Hybride Sinterschlacke für die Chip-Bonding (Elektronikindustrie 12/2024)

„Elektronikindustrie 12/2024“
Leistungselektronik mit SiC oder GaN stellt extreme Anforderungen an die Verbindung zwischen Halbleiter und Substrat. Hybride Sinterpasten mit hoher Wärmeleitfähigkeit und verbesserten mechanischen Eigenschaften ermöglichen anspruchsvolle Anwendungen, beispielsweise in der Elektromobilität und der mobilen Kommunikation.
Durch die Verwendung von Materialien wie Siliziumkarbid (SiC) und Galliumnitrid (GaN) werden Wafer immer dünner, was zu höheren Leistungsdichten führt. Hersteller von Halbleitern für Elektromobilität, Mobilfunkbasisstationen und viele andere Anwendungen mit Hochleistungsschaltungen erweitern die Grenzen des Machbaren.
Der Engpass hier ist die Paste, die den Kontakt zwischen dem Halbleiterchip und dem Substrat beim Verkleben sicherstellt. Das Substrat kann eine Leiterplatte oder Keramik sein, ist in der Leistungselektronik jedoch normalerweise eine Metallplatte. Die Paste sorgt für eine mechanisch sichere und dauerhafte Verbindung zwischen den beiden Komponenten und gewährleistet gleichzeitig die Abfuhr von Wärme vom Chip nach außen.

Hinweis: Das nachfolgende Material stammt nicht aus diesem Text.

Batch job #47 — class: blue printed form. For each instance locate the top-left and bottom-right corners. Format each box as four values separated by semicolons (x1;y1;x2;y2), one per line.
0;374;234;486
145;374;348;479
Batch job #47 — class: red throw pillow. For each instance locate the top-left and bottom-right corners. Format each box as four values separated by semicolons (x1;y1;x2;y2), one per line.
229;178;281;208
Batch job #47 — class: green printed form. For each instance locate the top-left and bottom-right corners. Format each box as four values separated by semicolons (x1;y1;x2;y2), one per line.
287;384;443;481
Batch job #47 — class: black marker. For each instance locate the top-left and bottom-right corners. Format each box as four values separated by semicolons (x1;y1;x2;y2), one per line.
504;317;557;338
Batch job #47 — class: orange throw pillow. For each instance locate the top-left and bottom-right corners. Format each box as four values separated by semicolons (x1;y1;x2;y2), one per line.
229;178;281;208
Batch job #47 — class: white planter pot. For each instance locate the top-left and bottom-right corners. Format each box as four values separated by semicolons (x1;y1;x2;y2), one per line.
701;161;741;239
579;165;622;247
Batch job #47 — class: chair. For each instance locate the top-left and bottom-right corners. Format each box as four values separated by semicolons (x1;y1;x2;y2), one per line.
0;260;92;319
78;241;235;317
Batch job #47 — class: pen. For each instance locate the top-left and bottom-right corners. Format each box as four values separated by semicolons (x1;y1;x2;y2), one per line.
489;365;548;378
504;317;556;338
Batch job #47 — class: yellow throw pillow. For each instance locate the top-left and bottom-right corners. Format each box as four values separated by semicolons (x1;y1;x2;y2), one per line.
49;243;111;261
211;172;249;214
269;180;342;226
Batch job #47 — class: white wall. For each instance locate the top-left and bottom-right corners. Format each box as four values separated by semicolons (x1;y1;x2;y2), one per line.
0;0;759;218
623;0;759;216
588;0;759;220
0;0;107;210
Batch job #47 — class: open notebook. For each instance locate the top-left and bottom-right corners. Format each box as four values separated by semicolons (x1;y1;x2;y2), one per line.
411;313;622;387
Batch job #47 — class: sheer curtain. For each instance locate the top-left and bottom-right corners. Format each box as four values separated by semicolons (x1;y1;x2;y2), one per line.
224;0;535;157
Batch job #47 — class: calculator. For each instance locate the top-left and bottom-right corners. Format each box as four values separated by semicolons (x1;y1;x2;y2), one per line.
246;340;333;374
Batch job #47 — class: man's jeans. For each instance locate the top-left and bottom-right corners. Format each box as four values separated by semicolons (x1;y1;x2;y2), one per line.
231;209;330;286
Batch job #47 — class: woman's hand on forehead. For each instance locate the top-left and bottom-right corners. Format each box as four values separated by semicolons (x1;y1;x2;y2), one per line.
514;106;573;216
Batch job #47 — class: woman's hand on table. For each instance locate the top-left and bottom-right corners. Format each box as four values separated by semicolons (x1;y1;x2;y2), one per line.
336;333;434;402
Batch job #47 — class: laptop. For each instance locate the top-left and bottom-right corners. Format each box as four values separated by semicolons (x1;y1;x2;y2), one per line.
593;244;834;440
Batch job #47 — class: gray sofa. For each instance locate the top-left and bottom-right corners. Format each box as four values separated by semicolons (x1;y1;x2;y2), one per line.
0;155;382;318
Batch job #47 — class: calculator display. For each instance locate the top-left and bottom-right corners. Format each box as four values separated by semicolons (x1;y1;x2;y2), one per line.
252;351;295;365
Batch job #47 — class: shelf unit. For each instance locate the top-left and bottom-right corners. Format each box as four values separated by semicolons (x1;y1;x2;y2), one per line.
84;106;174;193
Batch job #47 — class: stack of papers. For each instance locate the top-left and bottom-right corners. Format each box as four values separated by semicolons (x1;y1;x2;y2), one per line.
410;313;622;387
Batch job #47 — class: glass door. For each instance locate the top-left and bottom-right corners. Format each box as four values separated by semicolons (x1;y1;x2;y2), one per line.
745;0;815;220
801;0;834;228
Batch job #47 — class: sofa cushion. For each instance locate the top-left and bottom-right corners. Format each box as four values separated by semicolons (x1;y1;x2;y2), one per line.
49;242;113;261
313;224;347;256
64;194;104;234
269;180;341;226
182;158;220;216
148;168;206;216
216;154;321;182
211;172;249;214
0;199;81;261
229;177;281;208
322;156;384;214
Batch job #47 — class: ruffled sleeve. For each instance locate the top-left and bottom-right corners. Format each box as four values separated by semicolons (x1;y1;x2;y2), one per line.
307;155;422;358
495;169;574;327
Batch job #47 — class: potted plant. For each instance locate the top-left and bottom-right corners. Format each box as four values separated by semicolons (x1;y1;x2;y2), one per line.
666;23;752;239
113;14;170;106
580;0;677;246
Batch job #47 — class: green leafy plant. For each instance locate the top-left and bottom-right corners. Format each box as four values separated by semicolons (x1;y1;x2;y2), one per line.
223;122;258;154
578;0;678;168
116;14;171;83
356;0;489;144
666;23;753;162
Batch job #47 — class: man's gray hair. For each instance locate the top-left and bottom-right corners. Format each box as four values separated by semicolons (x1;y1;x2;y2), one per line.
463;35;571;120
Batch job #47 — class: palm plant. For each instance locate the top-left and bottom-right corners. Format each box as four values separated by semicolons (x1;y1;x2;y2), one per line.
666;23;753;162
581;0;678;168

Das Bonding erfolgt mit einer Vielzahl von Methoden unter Verwendung unterschiedlicher Pasten. Die Paste wird auf ein Substrat aufgetragen oder gedruckt, und der Halbleiterchip wird darauf platziert. Dieses Sandwich wird erhitzt, wobei je nach Paste verschiedene chemische und physikalische Prozesse ablaufen. Elektrische Kontakte werden dann durch Drahtbonding hergestellt, und der Chip wird in einem Gehäuse verkapselt.
Chip-Bonding-Methoden
Es gibt zwei konventionelle Methoden für das Chip-Bonden: Klebeverbindung und Sinterung.
Haftung
Im Fall von Pasten auf Basis von Epoxidharz oder anderen synthetischen Harzen wird die Verbindung durch das Kleberharz erreicht. Ihre Wärmeleitfähigkeit ist jedoch gering, nur wenige W/m・K. Durch die Zugabe von Metallpartikeln wie Silber zur Paste kann die Wärmeleitfähigkeit auf 50 W/m・K erhöht werden. Es ist jedoch sehr schwierig, eine höhere Wärmeleitfähigkeit als dies zu erreichen. Wärme wird durch die Kontaktflächen der Silberpartikel übertragen, aber die Kontaktflächen sind nicht fest metallisch verbunden. Die Haftung ist heute eine sehr gängige Methode und eignet sich für Logikchips, die nicht viel Wärme erzeugen.
Sinterung
Die Paste enthält Metallpulver und organische Komponenten, wie Lösungsmittel, die während der Sinterung entfernt werden. Die Paste wird auf 200 °C bis 250 °C erhitzt, was dazu führt, dass die Silberpartikel metallisch miteinander und mit dem Substrat sowie dem Chip verbunden werden. Während der Sinterung verdampft das Lösungsmittel, wodurch Poren im Silber entstehen. Die Wärmeleitfähigkeit ist sehr hoch und übersteigt 200 W/m·K. Dieses Verfahren ist für Anwendungen in der Leistungselektronik geeignet, beispielsweise mit Halbleitermaterialien wie SiC und GaN, die in Hochspannungswechselrichtern in Elektrofahrzeugen und Mobilfunk-Basisstationen verwendet werden.